Indian Fiscal System

It refers to the management of revenue and capital expenditure finances of the state.

  1. Fiscal system of a country refers to the revenue and capital resources that can be raised by government, the procedure to be observed in raising and spending funds and in case of a federation such as ours the provision that governs the relationship of the constituent unit of federation. It includes with in its purview taxation, expenditure, debt management and inter- governmental fiscal relation.
  2. Indian fiscal system is based on the constitution of India which is federal in character. The constitution envisages two layers of government: the Union of central government and the state government. Local bodies do not find a place in the constitution and the function and resources allotted to them are delegated by the state government.

Fiscal Policy:- It is how a government rectifies its spending levels and tax ratios to monitor and influence a nation’s economy. It is the sister strategy to Monetary Policy through which a Union Bank influences a nation’s money reserve. These uses can affect the following macroeconomic variable in the economy:

• Aggregate demand and the level of economic activity;

• The distribution of income;

• The pattern of resource allocation within the government sector and relative to the private sector.

Sources of Revenue:- The main sources of revenue are custom duties, excise duties, service tax, taxes on property, corporate taxes, and income taxes.

Sources of Expenditure:-

Plan Expenditure includes agriculture, rural development, irrigation, and flood conrol, energy, industry, minerals, transport, and communications, etc.

Non-Plan Expenditure:- It consists of interest payment, defence, subsidies, and general services.

Public Dept:-

Internal Debt comprises loans raised from the open market treasury bills issued to the RBI, Commercial Banks, etc.

External Debt consists of loans taken from World Bank, IMF, ADB, and individual countries.

Deficits:- In a budget statement, four types of deficits are mentioned:

• Revenue Deficit

• Fiscal Deficit

• Capital Deficit

• Primary Deficit

(1) Revenue Deficit: There are various ways to represent and interpret a government’s deficit. The simplest is the revenue deficit which is just the difference between revenue receipts and revenue expenditures.

Revenue deficit = Revenue expenditure – Revenue receipts

(2) Capital Deficit: An imbalance in a nation’s balance of payments capital account in which payments made by the country for purchasing foreign assets exceed payments received by the country for selling domestic assets.

In other words, investment by the domestic economy in foreign assets is less than foreign investment in domestic assets. This is generally not a desirable situation for a domestic economy.

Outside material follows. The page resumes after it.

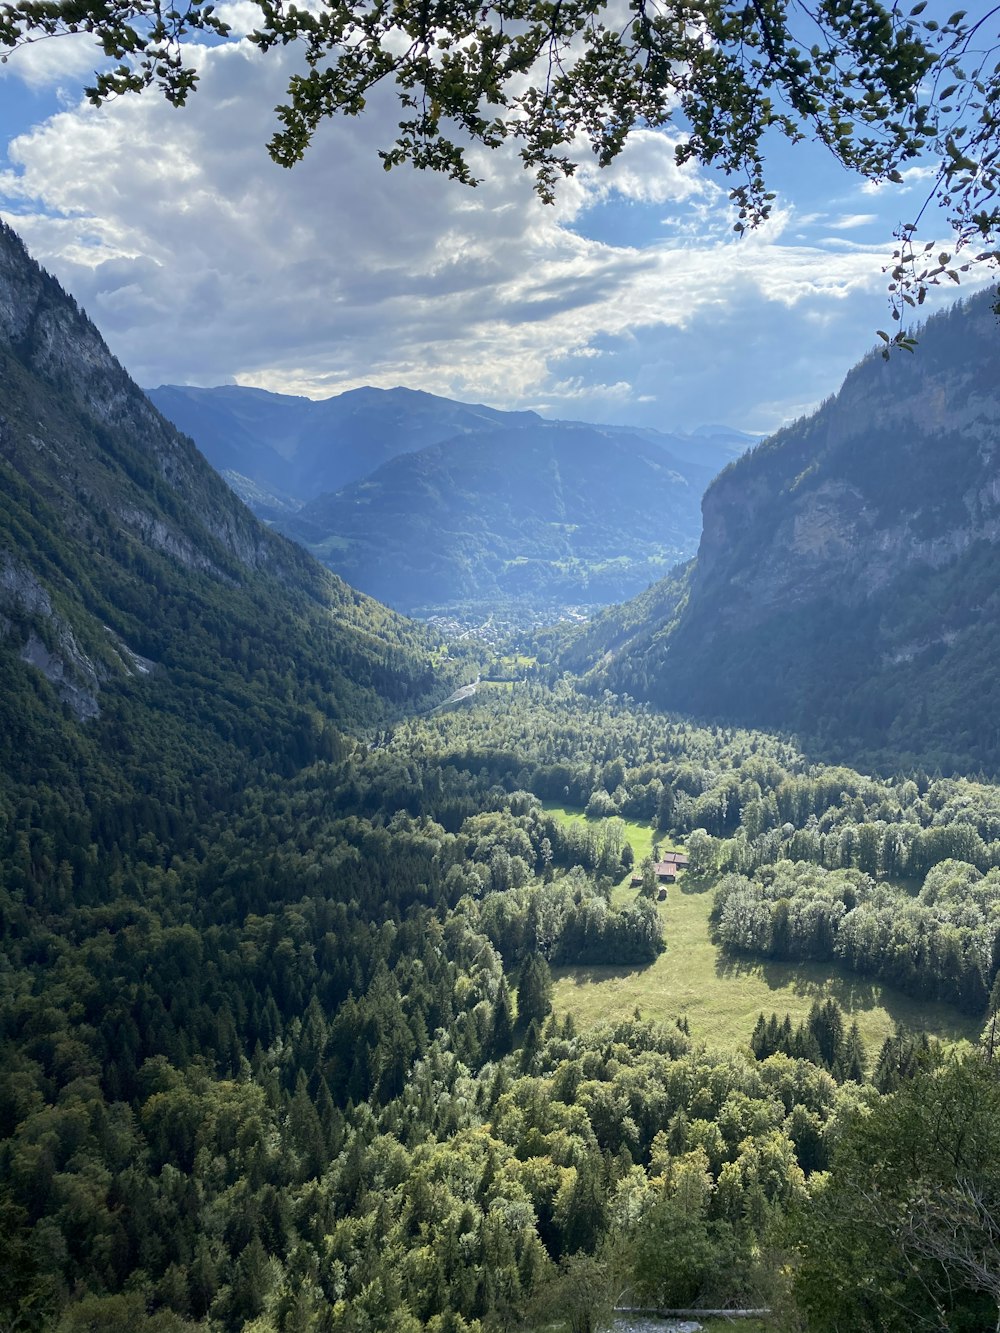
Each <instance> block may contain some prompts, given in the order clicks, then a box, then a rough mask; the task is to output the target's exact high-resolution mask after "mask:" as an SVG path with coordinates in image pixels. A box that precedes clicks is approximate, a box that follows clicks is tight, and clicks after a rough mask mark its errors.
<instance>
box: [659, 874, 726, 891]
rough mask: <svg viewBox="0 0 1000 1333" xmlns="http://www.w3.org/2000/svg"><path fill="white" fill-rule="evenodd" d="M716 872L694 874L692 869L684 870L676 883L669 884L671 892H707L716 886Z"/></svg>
mask: <svg viewBox="0 0 1000 1333" xmlns="http://www.w3.org/2000/svg"><path fill="white" fill-rule="evenodd" d="M717 878H719V876H717V874H695V872H693V870H684V872H683V874H681V877H680V878H679V880H677V882H676V884H671V886H669V889H671V890H672V892H677V890H680V892H681V893H685V894H688V893H708V892H709V890H711V889H713V888H715V886H716V881H717Z"/></svg>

Capital deficit = Capital receipts – Disbursement on Capital acoount

Fiscal Deficit: This is the sum of. revenue and capital expenditure less all revenue and capital receipts other than loans taken. This gives a more holistic view of the government’s funding situations since it gives the difference between all receipts and expenditures other than loans taken to meet such expenditures.

Fiscal Deficit = Difference between country’s expenses and earnings

Fiscal deficit = Revenue receipts (net tax revenue+non tax revenue) + Capital receipts (only recoveries of loans and other receipts) – Total expenditure ( Plan and non- plan) .

Primary Deficit: Amount by which a government’s total expenditure exceeds its total revenue, excluding interest payments on its debt.

Primary deficit = Fiscal deficit – Interest payments.